A knitting pattern is like a grocery shopping list written for someone else. When you are making notes for yourself as a knitter, you only need to write reminders. There is much you can assume. The same with a grocery list for yourself. But when you are writing for someone else’s action, success requires knowing what is shared knowledge and what needs to be specified.
This came to me after my Darling Daughter and Adventure Guy went grocery shopping with a list I wrote originally for myself.
First, let me be clear. My Darling Daughter and Adventure Guy are brilliant and insightful people and most of their purchases were exactly right. Even when they weren’t, we all lived. Quite happily. Yet, the result of the shopping trip was illuminating. Here’s how it part of it went:
I wrote “0%” and they brought home the non-fat milk I wanted. This highly encoded instruction communicated clearly because we all had a shared understanding of what it meant. Just as most experienced knitters can decode “K2b”.
When I wrote “Hot Italian Sausage” I knew I meant turkey sausage because that is what was in the recipe. No way the shoppers could have known that. The pork sausage they bought worked fine, I just drained it well so the fat content was closer to what I intended. This seems similar to increasing with the wrong “make one”. Not exactly what the designer intended but difficult to discern the difference.
There is no explanation for why my favorite shoppers brought home broccoli when I requested Brussel Sprouts. No explanation at all. Just one of those things. I think we have all have made an error in knitting or other pursuits and when we noticed it later thought, “That was dumb, I knew it was supposed to be done another way.” Enough said. Nothing a knitting pattern can do about that.
And then there is the most interesting discrepancy (notice how I avoided the term “error”). I asked for Cucumber Chips with the belief that the shoppers would know this meant Cucumber Chip pickles, since I have pulled such pickles out of the refrigerator to put on hamburgers and sandwiches for 30 years. But I was wrong, they thought of cucumber slices in vinegar and bought a fresh, whole cucumber.
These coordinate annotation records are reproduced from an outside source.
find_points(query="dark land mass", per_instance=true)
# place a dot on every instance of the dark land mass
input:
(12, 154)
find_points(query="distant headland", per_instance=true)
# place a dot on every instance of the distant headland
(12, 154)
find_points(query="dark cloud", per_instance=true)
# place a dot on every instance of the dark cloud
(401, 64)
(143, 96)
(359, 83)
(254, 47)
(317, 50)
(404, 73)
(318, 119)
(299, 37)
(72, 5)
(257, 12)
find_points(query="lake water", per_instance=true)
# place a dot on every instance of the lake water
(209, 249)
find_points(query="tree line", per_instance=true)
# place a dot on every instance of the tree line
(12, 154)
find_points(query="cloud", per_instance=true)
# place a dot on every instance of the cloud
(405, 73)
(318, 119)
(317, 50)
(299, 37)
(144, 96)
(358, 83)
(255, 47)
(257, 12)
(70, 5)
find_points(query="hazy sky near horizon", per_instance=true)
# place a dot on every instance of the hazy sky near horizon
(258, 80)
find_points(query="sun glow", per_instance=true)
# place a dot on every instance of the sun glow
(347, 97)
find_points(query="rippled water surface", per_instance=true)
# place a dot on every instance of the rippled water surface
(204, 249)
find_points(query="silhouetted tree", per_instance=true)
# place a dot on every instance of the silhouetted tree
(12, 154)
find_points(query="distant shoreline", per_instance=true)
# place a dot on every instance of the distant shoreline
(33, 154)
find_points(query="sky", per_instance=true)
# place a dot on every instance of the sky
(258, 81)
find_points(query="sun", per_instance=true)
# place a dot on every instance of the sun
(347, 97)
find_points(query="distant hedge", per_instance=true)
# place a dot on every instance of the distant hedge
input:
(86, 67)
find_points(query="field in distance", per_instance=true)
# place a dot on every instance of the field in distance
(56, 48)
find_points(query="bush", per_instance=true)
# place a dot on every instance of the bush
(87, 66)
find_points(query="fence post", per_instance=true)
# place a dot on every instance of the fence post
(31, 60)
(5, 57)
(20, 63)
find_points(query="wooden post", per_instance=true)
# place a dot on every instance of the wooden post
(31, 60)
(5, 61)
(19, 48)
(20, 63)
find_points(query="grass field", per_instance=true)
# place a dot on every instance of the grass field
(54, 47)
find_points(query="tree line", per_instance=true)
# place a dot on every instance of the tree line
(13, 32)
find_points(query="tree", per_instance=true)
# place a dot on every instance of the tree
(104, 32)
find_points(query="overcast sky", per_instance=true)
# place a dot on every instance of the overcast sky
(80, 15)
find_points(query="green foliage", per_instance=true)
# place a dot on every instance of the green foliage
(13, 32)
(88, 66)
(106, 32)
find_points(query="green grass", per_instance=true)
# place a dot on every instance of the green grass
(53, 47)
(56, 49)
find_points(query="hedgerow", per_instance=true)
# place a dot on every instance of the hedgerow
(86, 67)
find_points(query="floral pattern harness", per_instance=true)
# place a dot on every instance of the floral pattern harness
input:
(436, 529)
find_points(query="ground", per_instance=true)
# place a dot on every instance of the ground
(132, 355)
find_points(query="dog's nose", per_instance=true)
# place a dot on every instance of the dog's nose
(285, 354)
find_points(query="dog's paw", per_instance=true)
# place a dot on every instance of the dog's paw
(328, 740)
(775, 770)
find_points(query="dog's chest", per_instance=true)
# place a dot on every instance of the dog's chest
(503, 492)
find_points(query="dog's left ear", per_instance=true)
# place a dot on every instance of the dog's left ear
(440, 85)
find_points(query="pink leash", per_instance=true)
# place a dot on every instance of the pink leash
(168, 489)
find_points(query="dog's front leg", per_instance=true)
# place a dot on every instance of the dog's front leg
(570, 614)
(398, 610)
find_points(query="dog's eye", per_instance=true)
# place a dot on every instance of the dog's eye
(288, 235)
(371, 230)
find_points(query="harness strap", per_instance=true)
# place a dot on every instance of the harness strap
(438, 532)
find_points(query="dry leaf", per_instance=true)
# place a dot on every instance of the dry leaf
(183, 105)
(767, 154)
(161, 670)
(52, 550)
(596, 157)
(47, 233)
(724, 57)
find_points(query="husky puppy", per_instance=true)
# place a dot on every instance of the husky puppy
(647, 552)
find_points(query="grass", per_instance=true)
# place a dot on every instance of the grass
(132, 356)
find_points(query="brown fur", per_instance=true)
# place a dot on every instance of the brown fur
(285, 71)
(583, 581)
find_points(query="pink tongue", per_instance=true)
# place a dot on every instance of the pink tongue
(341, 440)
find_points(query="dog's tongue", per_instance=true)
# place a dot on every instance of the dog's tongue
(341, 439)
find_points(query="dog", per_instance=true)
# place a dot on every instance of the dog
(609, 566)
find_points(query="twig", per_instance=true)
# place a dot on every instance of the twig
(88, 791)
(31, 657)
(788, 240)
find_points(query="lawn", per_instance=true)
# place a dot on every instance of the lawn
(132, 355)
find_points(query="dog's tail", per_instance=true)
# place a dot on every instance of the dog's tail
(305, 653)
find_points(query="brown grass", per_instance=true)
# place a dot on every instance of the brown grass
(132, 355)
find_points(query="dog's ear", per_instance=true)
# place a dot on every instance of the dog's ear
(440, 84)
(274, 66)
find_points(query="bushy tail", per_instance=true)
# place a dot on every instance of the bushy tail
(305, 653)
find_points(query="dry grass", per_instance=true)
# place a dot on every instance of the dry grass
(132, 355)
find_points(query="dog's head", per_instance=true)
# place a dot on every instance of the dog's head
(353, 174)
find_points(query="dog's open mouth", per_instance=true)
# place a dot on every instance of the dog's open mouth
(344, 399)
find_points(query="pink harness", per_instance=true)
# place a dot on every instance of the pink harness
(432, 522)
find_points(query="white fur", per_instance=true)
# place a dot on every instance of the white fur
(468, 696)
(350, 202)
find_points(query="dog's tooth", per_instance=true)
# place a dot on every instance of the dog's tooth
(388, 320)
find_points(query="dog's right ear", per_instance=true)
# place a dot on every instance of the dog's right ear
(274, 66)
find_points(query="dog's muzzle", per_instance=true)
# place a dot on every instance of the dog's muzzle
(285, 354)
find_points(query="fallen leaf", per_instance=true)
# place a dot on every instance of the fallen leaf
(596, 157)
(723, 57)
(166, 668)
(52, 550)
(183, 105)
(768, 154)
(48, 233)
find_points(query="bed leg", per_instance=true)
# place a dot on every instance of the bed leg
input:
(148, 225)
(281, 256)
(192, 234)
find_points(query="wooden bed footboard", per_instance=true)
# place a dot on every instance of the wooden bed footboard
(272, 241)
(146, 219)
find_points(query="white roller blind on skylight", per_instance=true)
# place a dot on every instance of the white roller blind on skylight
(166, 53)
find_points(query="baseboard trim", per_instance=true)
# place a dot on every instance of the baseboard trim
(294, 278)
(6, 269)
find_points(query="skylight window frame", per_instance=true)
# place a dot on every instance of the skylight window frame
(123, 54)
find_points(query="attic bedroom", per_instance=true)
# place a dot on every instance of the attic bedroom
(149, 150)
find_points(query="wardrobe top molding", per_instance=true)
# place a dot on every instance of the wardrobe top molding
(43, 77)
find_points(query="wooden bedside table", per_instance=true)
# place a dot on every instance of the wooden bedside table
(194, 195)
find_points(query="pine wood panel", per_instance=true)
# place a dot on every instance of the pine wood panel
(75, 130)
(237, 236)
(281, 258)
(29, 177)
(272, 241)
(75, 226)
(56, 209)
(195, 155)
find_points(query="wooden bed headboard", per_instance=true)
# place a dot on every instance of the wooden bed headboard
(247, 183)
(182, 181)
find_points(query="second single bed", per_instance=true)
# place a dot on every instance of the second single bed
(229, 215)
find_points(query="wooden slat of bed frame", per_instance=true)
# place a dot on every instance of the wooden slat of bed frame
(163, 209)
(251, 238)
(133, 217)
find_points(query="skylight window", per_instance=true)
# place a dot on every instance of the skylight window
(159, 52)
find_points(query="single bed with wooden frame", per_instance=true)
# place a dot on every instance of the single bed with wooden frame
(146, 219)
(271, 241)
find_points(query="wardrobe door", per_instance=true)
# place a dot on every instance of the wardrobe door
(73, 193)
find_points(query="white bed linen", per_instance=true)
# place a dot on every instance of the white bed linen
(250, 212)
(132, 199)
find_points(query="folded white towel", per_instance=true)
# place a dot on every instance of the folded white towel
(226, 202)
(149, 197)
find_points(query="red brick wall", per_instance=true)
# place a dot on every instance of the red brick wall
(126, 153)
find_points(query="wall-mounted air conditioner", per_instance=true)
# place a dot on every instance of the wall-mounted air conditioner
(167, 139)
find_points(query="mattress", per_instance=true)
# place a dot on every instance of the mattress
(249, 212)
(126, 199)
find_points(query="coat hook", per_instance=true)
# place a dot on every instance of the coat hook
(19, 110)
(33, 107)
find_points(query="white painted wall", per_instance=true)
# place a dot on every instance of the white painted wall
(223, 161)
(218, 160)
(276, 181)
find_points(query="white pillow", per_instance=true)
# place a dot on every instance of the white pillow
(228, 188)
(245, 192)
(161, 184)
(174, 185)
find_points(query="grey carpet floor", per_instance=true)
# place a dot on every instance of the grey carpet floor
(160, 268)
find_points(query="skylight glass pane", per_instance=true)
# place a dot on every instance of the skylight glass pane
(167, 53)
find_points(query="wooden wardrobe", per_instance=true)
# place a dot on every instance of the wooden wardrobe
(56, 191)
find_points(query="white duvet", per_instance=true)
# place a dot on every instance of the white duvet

This is the miscommunication that a pattern writer wants most to avoid; leading the knitter astray in a big way. Perhaps with a result like this from You Knit What?:
Or even this from Busy Being Fabulous
And that’s where the similarity between grocery lists and knitting patterns ends. Fixing the pickles error meant a trip to the grocery store a mile away. Making and fixing a knitting error can mean hours of wasted effort. Pattern writers really want to avoid that.
Thanks for stopping by. I’m off to more KnitKnot Adventures.